Reference
Glossary
The vocabulary of modern AI, in plain English. Bookmark this page.
- Token
- The atomic unit an LLM reads and writes — a sub-word chunk produced by a tokenizer. Pricing and context limits are measured in tokens.
- Embedding
- A dense numeric vector that represents the meaning of a piece of text, image, or audio. Similar things have similar vectors.
- Transformer
- The neural network architecture (2017) based on self-attention that powers every modern LLM.
- Attention
- A mechanism that lets each token in a sequence weigh how much every other token matters when computing its representation.
- Context window
- The maximum number of tokens an LLM can consider at once when generating a response.
- Temperature
- A sampling parameter that controls randomness. 0 = deterministic, higher = more creative and varied.

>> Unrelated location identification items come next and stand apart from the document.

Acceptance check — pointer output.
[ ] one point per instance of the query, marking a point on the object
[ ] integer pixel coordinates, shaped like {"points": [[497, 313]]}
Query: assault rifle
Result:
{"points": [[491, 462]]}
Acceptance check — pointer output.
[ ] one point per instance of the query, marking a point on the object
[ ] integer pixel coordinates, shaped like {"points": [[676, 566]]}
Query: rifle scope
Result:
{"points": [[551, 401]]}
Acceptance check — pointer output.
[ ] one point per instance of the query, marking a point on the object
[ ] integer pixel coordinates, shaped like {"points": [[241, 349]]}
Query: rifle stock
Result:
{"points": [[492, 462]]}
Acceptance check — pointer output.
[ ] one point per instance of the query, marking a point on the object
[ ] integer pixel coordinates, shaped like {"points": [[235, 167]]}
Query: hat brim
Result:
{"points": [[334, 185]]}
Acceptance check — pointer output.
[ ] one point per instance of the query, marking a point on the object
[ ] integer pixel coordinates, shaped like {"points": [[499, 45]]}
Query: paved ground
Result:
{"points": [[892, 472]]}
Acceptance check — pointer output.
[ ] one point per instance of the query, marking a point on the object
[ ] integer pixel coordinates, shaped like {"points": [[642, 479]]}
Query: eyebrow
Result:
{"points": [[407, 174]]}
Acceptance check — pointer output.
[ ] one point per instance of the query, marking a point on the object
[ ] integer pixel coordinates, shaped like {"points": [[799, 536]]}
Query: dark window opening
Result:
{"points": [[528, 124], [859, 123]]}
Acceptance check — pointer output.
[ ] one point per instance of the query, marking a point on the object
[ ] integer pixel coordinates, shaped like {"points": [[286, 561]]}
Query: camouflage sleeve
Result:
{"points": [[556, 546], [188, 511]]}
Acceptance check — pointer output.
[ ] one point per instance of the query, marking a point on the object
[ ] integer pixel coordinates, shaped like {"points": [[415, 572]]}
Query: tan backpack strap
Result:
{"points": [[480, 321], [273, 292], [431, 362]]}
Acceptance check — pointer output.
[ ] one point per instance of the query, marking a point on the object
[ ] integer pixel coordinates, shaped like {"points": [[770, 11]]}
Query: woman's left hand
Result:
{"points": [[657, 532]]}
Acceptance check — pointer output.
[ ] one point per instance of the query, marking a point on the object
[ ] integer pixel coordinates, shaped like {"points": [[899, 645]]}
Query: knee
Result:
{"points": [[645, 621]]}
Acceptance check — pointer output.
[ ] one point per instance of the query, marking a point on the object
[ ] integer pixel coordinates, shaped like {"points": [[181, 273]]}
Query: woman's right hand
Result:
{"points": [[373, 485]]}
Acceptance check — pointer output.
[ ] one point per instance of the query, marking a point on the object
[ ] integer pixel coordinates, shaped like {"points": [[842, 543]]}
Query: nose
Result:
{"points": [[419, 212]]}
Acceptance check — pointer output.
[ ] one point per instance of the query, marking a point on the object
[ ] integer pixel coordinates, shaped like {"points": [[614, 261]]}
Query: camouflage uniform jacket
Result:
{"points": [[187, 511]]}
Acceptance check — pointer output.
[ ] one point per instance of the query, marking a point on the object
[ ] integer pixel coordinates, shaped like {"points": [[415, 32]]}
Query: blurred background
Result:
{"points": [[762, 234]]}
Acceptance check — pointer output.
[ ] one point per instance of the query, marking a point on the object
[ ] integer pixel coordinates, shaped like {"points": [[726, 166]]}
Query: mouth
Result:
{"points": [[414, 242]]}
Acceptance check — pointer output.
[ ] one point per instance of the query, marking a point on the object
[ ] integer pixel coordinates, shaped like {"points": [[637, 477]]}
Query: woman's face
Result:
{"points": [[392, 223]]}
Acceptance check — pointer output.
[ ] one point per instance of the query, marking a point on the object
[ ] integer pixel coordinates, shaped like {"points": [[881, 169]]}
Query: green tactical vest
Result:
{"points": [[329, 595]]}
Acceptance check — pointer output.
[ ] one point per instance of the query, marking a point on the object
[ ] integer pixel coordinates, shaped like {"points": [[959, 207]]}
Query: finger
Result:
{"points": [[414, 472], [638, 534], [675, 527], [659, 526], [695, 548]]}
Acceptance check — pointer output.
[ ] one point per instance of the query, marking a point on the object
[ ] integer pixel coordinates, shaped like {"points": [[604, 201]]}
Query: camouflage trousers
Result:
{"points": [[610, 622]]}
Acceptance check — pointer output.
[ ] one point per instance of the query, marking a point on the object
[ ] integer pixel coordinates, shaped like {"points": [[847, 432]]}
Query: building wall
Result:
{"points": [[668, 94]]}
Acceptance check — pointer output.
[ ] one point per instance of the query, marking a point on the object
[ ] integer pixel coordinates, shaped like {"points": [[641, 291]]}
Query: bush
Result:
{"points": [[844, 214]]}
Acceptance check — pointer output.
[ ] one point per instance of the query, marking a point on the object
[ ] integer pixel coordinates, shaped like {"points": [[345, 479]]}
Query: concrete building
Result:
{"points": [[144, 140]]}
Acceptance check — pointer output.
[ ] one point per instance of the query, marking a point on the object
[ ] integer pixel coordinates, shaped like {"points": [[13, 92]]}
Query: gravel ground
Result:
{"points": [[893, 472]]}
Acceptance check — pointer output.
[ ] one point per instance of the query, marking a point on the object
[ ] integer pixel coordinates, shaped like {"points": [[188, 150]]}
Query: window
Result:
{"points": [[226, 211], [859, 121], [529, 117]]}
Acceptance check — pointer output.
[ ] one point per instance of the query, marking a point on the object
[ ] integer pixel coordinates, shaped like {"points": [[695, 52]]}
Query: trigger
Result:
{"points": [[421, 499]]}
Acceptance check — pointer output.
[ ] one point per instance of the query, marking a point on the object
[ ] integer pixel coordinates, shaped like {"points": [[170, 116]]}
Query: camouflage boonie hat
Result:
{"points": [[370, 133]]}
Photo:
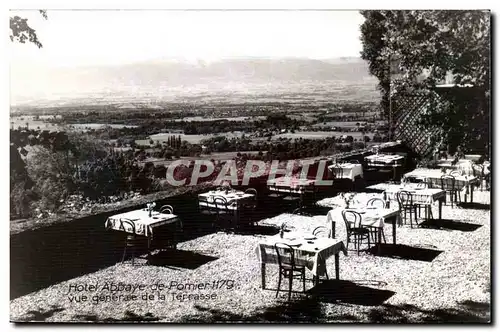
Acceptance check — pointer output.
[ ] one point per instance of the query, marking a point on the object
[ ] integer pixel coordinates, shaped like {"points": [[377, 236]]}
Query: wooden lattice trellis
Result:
{"points": [[407, 111]]}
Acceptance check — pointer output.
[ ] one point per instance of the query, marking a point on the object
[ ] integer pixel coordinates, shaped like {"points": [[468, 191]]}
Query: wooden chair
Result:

- Top-p / nucleus sampling
- An alternative to temperature: sample from the smallest set of tokens whose cumulative probability exceeds p.
- Hallucination
- When an LLM produces fluent text that is factually wrong or fabricated.
- Fine-tuning
- Continuing to train a pretrained model on a smaller, task-specific dataset to specialize its behavior.
- RLHF
- Reinforcement Learning from Human Feedback — aligning a model with human preferences by training a reward model from comparisons.
- RAG
- Retrieval-Augmented Generation — fetching relevant documents at query time and giving them to the LLM as context.
- Vector database
- A database optimized for similarity search over embeddings (e.g. pgvector, Pinecone, Qdrant, Weaviate).
- Diffusion model
- A generative model that creates images by learning to reverse a gradual noising process, guided by a prompt.
- Multimodal
- A model that handles multiple input/output modalities — text, image, audio, video — in one system.
- Agent
- An LLM running in a loop with access to tools and a goal, capable of planning and taking actions.
- Function calling
- A model capability where the LLM outputs a structured tool invocation (name + JSON arguments) for your app to execute.
- Prompt injection
- An attack where untrusted input contains instructions that override the developer's system prompt.
- Inference
- Running a trained model to produce an output. Cheap per call compared to training.
- Parameter
- A learnable weight inside a neural network. Frontier LLMs have hundreds of billions to trillions of parameters.
- Quantization
- Compressing model weights to lower precision (e.g. 4-bit) to run faster and on smaller hardware with minimal quality loss.